Scholz's diplomatic tour of the Gulf will come to an end on Sunday after separate meetings with Emirati President Mohamed bin Zayed Al Nahayan and Qatari Emir Sheikh Tamim bin Hamad Al Thani in the morning and afternoon respectively. After which he is expected to return to Germany.
According to German Economy Minister Robert Habeck, during Scholz's stay in the Gulf, Berlin is seeking to conclude several contracts for the import of liquefied natural gas (LNG) to replace Russian supplies - which before the war in Ukraine accounted for 55 per cent of German demand. Specifically, with its Emirati counterpart, which has already this month started sending green hydrogen energy tests to the European country, according to the German economy ministry, in order to "create a hydrogen value chain between Germany and the UAE". "This test delivery lays an important foundation for hydrogen imports in the medium term, which will also be environmentally friendly."

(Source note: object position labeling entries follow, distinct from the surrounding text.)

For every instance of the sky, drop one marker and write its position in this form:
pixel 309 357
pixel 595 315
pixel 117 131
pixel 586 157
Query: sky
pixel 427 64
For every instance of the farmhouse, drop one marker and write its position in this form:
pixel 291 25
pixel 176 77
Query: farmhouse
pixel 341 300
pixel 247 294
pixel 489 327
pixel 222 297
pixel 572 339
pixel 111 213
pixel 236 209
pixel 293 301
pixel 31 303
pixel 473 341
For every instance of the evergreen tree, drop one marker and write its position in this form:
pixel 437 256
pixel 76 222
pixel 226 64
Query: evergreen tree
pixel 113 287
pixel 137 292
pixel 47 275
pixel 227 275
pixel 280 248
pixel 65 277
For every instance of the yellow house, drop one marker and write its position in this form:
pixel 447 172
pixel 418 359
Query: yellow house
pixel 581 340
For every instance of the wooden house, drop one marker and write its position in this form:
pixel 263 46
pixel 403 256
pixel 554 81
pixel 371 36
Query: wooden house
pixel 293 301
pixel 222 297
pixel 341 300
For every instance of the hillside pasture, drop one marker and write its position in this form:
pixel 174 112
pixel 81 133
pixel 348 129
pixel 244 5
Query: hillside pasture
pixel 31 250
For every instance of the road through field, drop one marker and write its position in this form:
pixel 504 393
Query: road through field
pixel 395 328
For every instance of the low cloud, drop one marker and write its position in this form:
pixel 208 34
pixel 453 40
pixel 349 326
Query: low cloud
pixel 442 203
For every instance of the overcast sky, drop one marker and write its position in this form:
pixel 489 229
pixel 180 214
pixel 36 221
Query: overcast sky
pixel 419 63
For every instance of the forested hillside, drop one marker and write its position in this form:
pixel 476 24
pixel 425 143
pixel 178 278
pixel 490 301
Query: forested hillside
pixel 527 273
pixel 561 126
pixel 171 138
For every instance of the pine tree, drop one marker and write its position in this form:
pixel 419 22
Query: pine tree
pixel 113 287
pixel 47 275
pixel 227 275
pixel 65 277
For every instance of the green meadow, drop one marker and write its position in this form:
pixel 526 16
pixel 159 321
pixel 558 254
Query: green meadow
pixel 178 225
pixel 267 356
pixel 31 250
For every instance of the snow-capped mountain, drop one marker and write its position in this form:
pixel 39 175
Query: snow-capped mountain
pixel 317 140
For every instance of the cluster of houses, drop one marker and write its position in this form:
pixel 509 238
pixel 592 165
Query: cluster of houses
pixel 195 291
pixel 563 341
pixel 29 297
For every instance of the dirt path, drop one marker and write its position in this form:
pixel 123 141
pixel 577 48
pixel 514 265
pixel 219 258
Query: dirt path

Talks with Doha, meanwhile, appear to have stalled for several weeks now, despite Berlin's efforts to negotiate with one of the world's leading LNG exporters since the start of Russia's "special military operation" in Ukraine in February. These efforts led Habeck to visit the country in March. Qatar plays a complicated role in setting prices and the duration of possible deals, several German government officials have criticised, but this has not excluded the small Gulf state from Scholz's tour.
The fact is that heavy energy dependence - no longer just German, but European - in terms of sources, suppliers and import routes has led Europe to become highly vulnerable to global conflicts and imbalances. Now, technical and infrastructural complications in receiving foreign gas make it difficult to find short-term supplies to cope with a winter without gas.